As A Woman With Many Kids I Totally Get Why Some Women Never Want Kids

The Childfree By Choice Movement I love my kids more than anything on earth. They bring me joy every day, joy that takes my breath, swells my heart, gives me reason to get out of bed every morning. My kids have made me smarter, stronger. They have given my life meaning and purpose. But this is just me, and not every woman feels the same way I do, and some women have zero interest in having children. And I totally respect a woman’s decision to never have kids of her own.

The “Childfree by choice” movement is back in the media due to a recent slew of articles on the topic, the first coming from Jen Kirkman on Time.com. Jen writes in her essay:

Why is it okay to impose on women sole responsibility for population growth (or decline ”” I’m looking at you, China), to label a childfree woman ”selfish,” and then to insist that she just doesn’t know what she’s talking about and will eventually come around to a more rational line of thinking? I have never once sidled up to a group of moms watching their sweet little toddlers playing on the swing set, nodded knowingly and announced, ”Believe me, you’ll change your mind.” I know enough to know that children are not like hair color, or college majors, or other things you can just ”change your mind” about.

 

And an excerpt from the book “No Kidding: Women Writers on Bypassing Parenthood” appeared on Salon.com yesterday, written by Margaret Cho:

My fear of having children is that, frankly, I just don’t want to love anyone that much. I have my own problems with love, and I have processed and played the same games for a lifetime, but what if I had to do that with someone I actually MADE?!

 

And I love that quote so much. And to me it makes so much sense that it actually makes me want to, you know, return my kids and just forget this whole thing.

I fully understand the other reasons people have for not wanting to breed or adopt, the loss of freedom, the work and stress involved, the loss of identity when you devote so much of your time caring for another human, but it’s this fear of love that I can relate to most, because for me, the love I feel for my children, is a scary, overwhelming, breathless, heart-aching thing. It’s waking up in the middle of the night and checking on them for no reason, it’s analyzing something they have said to make sure I’m not missing some hidden angst or concern they have that is troubling their tiny little minds. It’s the many hours spent stressing about upcoming college tuition costs, if they have lost a mitten on the way to school, if some asshole is calling them ugly on the playground. It’s dusting my bedroom and hearing my daughter down the hall singing some made up stupid song to the cat and my heart just dropping in this pile of meat and blood on the floor, this love that can catch in my throat and feel so overwhelming and huge. Being a mother can strip you bare.

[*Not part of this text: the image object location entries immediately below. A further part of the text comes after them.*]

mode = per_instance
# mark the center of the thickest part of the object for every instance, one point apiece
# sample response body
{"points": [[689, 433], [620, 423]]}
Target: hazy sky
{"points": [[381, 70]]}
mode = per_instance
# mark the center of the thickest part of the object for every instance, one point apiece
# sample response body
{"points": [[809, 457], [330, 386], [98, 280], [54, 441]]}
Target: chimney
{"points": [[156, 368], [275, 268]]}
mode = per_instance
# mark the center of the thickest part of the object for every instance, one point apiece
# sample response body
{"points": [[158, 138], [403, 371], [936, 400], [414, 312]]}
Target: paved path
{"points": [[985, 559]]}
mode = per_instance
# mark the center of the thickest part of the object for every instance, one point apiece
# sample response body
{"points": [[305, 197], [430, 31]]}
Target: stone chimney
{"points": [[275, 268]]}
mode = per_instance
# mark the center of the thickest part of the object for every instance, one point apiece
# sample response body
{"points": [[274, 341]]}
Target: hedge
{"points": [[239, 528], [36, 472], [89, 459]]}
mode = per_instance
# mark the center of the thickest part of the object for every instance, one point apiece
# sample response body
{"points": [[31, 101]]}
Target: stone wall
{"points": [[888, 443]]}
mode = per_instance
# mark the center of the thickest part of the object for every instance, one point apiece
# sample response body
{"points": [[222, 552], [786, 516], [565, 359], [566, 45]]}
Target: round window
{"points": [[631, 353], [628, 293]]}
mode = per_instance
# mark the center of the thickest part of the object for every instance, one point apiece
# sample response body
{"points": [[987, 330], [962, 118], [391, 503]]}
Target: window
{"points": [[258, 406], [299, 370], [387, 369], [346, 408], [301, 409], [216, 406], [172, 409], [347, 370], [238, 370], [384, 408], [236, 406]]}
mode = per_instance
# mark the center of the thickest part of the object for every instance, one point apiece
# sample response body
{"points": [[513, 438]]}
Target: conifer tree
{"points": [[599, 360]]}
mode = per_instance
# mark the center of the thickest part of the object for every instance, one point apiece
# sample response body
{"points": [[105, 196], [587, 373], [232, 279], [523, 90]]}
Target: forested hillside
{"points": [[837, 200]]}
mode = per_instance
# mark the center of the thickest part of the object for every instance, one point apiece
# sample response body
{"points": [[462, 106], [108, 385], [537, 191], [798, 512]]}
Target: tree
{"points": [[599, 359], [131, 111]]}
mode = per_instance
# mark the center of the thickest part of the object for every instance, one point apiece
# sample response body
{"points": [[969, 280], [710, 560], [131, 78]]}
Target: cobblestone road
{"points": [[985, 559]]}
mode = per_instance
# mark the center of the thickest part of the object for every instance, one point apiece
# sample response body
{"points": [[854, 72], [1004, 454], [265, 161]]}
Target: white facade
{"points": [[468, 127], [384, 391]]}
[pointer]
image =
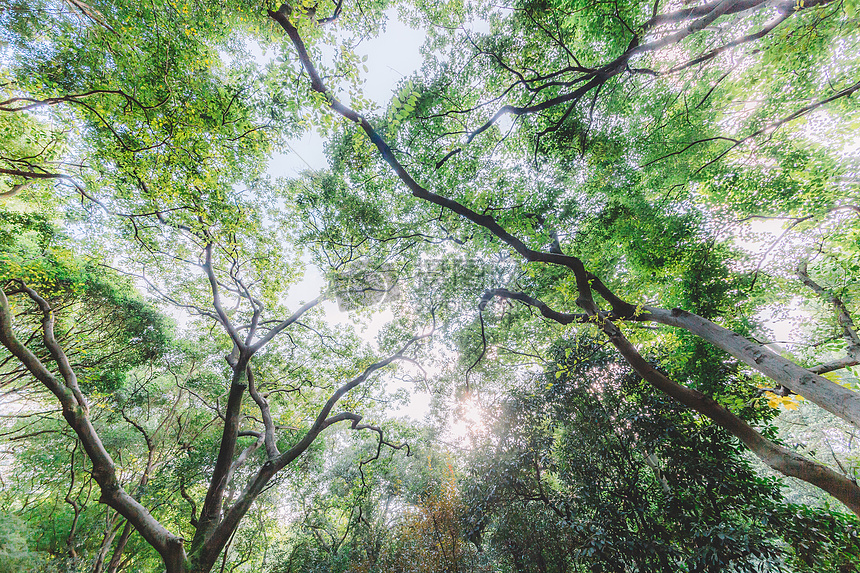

No one should ever feel bad or less than for not having kids. It’s no one else’s business. I fully respect this decision. But I know I have even been guilty of speaking to one of my woman friends and when they have mentioned they “never want to have kids” I know I have replied:

OH no, you have to, there are too many fucking idiots in the world and if the truly smart, amazing people on earth don’t have babies or adopt babies or raise children then pretty soon the world will be overrun with Ed Hardy-clad mouthbreather fuckwits and my own children will have no one to discuss books with.

Yeah, I suck that bad. And I’m sorry. And I do truly respect the decision not to have kids. I don’t see being childfree by choice a selfish decision, any more than I see having kids as being a selfish decision. If anything, I think having kids is even more selfish, when you factor in the whole ecological footprint and overpopulation of the world thingy. I love being a parent, but I totally respect women (and men) who decide not to be.